Sunshine Week Spotlight: Transparency at the Expense of Greater Federal Control?
In December 2022, the President signed the National Defense Authorization Act for Fiscal Year 2023 (NDAA) into law. Buried deep within the nearly 4000-page bill is a mandate that state and local governments prepare their annual financial statements in a standardized format that’s electronically searchable known as eXtensible Business Reporting Language (XBRL). These requirements are like the reforms discussed in the ALEC model policy The Open Financial Statement Act.
For the first time ever, the general public will be able to view and analyze government data at a keystroke instead of digging through hundreds of pages of duplicative financial reports. Of course, there’s no such thing as a free lunch. Greater transparency will come at the of price of giving D.C. greater control over state and local government accounting and state and local taxpayers are expected to foot the bill.
When considering policy changes, it’s important to first ask, “At what cost?” For example, the NDAA transfers authority over setting government accounting standards from the non-profit Government Accounting Standards Board (GASB) to the Securities and Exchange Commission (SEC). This raises some serious concerns regarding federalism, specifically the ability for the states to retain ultimate authority over the form and content of financial statements.
In addition, these transparency updates are unfunded mandates on state and local governments. The Government Financial Officers Association estimates that the cost of buying and implementing the new software could cost at least $100,000 for each local government. Regardless of whether these reforms are paid for by federal, state or local programs, however, taxpayers will foot the bill for the updates.
After considering costs of a policy change, ask “What’s the alternative?” A clear alternative is to maintain the status quo.

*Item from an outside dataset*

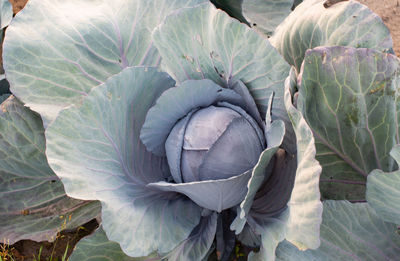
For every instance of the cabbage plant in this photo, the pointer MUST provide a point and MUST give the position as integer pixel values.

States could continue to use PDF-format for financial statements and retain authority over their own financial reports. Under the status quo, though, comparing financial information between governments means digging through thousands of pages of government financial reports to find the necessary information.
Alternatively, states could consider learning from the ALEC model The Open Financial Statement Act. This act replaces PDF-formatted audited financial statements of state, county, municipal, and special district filings with filings utilizing Interactive eXtensible Business Reporting Format (iXBRL). It also establishes these iXBRL audited financial statements as the only annual financial filing required from public agencies by the state, reducing duplicative reporting efforts. If states legislatures implemented policy similar to the Open Financial Statement Act, they would also be able to retain authority over state financial reports.
The increase in transparency under the NDAA changes, however, comes with many benefits. As Marc Joffe noted, these changes allow the general public to search and download government financial data in just a few keystrokes. This increase in transparency could also lower borrowing costs for governments because the greater transparency would reduce uncertainty about a government’s financial health. Lower borrowing costs translates to lower costs on taxpayers in the future.
As these changes are implemented over the next two years, accessing government financial information will become easier than ever before. As stated by ALEC VP of Policy Lee Schalk, transparency is key to good public policy. Unfortunately, any future changes to state and local financial reporting will have to come from D.C. instead of the fifty laboratories of democracy.